The Buick Regal gets more adept at using less fuel this year, in turbocharged versions, at least. It's still behind the benchmarks set by some larger mid-size cars, particularly when the mild-hybrid eAssist model is put into context.
The eAssist had been the base Regal since the 2012 model year, when Buick dropped its non-turbo, non-hybrid standard engine. This year, a less-expensive version of the turbo supplants it as the entry-level Regal. The eAssist combines lithium-ion batteries and motors to boost acceleration when the Regal accelerates—in tandem with a larger-displacement four-cylinder engine—but it's a bit more limited in scope and intent than a true hybrid. The Regal eAssist can't run on electric power alone, for example.
As a result, its EPA gas-mileage ratings of 25/36 mpg, or 29 mpg combined, aren't in the same league as the Ford Fusion Hybrid's 47/47-mpg rating, or the new Honda Accord Hybrid's 47-mpg combined rating.
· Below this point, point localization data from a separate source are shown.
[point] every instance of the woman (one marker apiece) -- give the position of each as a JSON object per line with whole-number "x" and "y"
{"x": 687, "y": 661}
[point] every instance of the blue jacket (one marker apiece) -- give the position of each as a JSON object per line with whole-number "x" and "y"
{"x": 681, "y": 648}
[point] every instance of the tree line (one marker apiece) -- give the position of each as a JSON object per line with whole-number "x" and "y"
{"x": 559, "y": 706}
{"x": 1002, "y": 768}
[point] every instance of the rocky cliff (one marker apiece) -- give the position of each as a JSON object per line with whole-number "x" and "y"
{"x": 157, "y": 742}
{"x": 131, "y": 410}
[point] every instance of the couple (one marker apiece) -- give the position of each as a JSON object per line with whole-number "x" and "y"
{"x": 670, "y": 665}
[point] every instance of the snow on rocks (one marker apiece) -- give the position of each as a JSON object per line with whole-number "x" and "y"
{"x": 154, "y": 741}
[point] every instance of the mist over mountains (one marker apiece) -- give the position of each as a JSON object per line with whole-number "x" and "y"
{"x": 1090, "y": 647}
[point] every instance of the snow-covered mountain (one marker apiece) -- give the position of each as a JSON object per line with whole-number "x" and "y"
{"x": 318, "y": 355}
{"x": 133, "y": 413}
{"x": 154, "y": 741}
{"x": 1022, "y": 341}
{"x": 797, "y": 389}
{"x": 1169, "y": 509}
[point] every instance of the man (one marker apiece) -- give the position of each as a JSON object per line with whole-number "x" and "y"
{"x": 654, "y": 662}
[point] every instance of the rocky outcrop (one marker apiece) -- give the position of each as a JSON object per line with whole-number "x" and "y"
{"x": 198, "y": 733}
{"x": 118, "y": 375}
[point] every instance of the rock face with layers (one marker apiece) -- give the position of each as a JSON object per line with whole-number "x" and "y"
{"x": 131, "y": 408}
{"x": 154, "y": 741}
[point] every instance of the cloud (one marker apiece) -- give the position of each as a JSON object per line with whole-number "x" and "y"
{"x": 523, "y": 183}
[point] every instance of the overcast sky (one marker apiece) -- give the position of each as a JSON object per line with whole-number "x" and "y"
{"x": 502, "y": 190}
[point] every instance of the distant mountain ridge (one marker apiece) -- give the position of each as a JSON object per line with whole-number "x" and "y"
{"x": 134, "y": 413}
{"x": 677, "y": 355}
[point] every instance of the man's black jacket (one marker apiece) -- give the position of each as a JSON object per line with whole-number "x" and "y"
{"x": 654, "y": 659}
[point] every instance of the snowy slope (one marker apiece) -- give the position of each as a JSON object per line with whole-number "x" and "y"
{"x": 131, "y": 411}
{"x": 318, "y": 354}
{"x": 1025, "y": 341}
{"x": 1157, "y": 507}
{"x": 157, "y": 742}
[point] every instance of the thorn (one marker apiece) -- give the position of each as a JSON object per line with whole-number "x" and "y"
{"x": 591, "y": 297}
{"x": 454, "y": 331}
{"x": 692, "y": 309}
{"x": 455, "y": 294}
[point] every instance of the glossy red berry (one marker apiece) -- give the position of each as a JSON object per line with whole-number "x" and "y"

In fact, it's not much more than the non-hybrid Hyundai Sonata and Kia Optima, or the EcoBoost 1.6-liter Ford Fusion—and it falls well behind the 38-mpg highway registered by the Nissan Altima.
Opt for a turbocharged Regal, and mileage slumps, with either the automatic or the manual transmission. The Regal's turbo 2.0-liter four earns a 20/31-mpg rating when paired with a manual transmission, or 21/30 mpg with the automatic. With newly available all-wheel drive, the Regal is rated a bit lower, at 19/27 mpg, or 22 mpg combined. Conclusion Gas mileage—even in the eAssist mild-hybrid Regal—isn't the best, but the new turbo four does a little better.